Once a fringe group of disconnected workers, the freelance workforce has become an increasingly organized community and voting bloc.
This year’s Freelancing in America: 2016 study, commissioned by Freelancers Union and Upwork, found that freelance professionals now make up 35% of the U.S. workforce. An impressive 85% of freelancers surveyed say they’re likely to vote in the 2016 presidential election and 68% of them say they are more likely to vote for a candidate that supports freelancers’ interests.
The report is a call to elected officials to support the “independent workers and voters who are helping to move the economy forward.” Here are other key findings:
- From 2014 to 2016, the freelance workforce grew by 2 million workers, from 53 to 55 million.

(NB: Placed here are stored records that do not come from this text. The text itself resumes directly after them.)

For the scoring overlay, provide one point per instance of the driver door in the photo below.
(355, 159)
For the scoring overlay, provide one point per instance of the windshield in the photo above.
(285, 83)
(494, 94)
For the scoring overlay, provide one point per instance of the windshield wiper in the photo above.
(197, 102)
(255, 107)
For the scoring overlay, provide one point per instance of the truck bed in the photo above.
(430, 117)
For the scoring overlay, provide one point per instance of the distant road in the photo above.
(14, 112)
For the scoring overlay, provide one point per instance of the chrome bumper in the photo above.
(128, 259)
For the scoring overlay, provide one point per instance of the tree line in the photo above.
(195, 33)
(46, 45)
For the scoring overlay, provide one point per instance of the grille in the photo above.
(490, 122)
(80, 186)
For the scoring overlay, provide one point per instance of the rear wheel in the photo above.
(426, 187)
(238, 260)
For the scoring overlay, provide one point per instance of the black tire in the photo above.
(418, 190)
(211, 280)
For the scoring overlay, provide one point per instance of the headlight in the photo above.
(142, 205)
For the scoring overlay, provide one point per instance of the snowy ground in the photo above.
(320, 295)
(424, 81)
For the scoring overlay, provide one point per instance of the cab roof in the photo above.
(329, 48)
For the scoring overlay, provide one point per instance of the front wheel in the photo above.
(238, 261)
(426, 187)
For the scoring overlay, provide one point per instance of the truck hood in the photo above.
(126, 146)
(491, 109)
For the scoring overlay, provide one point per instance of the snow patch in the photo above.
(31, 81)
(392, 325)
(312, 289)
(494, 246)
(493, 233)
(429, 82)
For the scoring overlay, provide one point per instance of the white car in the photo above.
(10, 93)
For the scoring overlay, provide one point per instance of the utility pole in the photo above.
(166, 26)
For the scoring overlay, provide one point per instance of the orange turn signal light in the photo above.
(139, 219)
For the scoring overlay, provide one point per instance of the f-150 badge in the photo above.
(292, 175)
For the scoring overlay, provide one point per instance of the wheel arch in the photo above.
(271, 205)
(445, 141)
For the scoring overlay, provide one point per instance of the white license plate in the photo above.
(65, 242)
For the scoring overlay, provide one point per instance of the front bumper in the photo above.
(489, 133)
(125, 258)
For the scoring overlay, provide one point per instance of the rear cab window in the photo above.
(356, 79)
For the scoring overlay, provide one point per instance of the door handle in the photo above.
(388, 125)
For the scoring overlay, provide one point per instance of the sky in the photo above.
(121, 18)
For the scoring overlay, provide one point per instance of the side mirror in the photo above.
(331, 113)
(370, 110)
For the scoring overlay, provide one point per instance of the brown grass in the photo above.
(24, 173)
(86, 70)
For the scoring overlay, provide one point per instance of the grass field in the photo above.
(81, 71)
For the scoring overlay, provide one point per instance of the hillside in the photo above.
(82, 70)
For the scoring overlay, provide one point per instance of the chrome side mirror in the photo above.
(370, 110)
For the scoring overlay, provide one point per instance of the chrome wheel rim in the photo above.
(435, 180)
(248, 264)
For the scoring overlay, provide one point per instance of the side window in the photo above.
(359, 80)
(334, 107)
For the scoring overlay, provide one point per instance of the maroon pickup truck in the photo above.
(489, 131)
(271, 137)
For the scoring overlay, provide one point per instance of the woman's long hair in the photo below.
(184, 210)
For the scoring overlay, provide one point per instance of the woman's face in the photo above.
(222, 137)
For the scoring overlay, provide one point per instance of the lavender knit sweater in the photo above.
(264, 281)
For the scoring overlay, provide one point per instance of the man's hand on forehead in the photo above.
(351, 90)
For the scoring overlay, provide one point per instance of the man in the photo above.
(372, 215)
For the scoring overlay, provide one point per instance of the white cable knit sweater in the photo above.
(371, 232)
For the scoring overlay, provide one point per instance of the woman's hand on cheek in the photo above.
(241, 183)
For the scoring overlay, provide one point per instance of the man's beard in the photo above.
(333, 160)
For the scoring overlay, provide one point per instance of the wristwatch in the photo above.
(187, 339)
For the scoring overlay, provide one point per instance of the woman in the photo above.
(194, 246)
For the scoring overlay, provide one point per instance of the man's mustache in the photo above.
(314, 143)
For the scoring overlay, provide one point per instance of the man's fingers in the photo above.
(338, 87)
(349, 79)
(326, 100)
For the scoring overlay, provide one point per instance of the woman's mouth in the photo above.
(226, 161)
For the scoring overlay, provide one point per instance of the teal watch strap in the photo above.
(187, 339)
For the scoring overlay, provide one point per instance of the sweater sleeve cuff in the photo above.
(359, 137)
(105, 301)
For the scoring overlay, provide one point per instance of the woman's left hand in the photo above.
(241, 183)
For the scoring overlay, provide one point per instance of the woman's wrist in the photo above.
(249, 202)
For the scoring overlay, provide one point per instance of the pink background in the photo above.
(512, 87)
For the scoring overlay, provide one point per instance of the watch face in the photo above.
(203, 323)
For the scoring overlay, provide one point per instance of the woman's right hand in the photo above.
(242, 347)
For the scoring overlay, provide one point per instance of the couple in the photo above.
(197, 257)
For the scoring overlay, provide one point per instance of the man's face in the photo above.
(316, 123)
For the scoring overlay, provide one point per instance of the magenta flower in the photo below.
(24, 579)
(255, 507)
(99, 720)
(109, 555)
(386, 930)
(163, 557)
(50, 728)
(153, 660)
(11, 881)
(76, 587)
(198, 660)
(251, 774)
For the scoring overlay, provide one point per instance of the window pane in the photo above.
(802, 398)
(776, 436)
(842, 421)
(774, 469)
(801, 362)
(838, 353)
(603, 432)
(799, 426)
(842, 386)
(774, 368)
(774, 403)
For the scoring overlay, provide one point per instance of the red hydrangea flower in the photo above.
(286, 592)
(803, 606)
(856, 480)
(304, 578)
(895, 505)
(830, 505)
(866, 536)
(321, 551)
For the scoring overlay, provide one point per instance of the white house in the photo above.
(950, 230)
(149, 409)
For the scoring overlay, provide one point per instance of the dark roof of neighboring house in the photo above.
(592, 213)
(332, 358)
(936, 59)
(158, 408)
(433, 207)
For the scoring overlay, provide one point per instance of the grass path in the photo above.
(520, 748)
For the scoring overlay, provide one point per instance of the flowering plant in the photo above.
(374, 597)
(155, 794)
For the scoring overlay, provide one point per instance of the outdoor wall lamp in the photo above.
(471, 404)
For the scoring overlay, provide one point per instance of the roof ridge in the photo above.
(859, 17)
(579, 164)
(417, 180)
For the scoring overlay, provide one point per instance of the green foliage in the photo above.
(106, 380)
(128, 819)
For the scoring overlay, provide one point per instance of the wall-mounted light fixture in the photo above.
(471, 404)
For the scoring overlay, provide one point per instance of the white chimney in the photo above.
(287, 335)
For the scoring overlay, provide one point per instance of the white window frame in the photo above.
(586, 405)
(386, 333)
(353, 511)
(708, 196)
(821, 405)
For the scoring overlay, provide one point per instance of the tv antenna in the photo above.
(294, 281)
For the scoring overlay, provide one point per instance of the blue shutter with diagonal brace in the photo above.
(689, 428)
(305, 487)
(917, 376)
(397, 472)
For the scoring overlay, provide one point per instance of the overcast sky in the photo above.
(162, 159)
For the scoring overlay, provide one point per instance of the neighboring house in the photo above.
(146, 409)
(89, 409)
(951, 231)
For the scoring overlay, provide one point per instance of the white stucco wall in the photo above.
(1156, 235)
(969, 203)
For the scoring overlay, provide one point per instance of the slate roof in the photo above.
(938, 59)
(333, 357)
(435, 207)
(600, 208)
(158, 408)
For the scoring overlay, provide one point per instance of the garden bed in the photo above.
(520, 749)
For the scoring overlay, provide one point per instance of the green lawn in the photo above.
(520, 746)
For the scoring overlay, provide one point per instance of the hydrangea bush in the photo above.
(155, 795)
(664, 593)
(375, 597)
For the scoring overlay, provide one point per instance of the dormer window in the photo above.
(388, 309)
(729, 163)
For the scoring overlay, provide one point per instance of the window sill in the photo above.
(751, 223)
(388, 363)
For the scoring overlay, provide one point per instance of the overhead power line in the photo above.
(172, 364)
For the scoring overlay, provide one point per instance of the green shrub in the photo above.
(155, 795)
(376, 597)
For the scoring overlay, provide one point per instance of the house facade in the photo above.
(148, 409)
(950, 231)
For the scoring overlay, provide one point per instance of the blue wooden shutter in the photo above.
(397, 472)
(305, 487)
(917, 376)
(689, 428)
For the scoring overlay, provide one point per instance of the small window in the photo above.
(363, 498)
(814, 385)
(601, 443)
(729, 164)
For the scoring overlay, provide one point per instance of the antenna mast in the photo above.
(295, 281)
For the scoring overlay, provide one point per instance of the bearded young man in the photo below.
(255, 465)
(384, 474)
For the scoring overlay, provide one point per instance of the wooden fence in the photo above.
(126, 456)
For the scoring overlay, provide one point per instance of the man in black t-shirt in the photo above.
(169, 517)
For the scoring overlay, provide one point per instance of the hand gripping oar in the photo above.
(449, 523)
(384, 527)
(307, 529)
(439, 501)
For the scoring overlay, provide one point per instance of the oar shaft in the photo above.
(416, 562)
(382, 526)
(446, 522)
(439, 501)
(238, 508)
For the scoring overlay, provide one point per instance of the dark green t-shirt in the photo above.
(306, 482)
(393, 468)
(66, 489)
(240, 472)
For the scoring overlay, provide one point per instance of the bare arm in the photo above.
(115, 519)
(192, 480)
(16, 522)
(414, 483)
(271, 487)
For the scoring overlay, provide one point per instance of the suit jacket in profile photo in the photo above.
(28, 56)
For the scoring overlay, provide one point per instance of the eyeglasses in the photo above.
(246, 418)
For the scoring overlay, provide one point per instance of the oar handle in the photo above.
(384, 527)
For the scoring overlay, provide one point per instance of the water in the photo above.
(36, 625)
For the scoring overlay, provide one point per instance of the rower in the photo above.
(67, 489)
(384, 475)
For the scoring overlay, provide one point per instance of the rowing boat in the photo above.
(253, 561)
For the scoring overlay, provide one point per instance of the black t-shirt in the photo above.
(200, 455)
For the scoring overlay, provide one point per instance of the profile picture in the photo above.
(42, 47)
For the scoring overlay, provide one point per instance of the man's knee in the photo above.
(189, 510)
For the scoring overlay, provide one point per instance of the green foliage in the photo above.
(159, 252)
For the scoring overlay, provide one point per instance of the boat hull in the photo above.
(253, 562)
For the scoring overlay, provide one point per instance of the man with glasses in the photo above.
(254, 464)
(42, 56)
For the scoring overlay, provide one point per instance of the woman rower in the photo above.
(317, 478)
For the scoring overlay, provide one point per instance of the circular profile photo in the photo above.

- The freelance workforce earned an estimated $1 trillion from freelancing this past year, representing a significant share of the U.S. economy
- 63% of freelancers say they started more by choice than necessity, an increase of 10 percentage points from 2014
- 79% of freelancers say freelancing is better than working at a traditional job
- 50% of freelancers say there’s no amount of money that would get them to take a traditional job and stop freelancing. The majority of freelancers that left a full-time job say they made more freelancing than they did with an employer within one year
While freelancing may once have been considered a less-than-serious career path, perceptions are changing. Of the freelancers surveyed, 63% say perceptions are becoming more positive. Nearly half (46%) of full-time freelancers raised their rates last year and 54% plan to raise them next year.
There are, however, still concerns in the growing freelance workforce. Health insurance was the #1 most important benefit to support a freelance lifestyle, yet 20% of freelancers are uninsured, 34% don't know where to go for information about benefits, and 54% of those who purchase plans on their own paid more than last year for health insurance.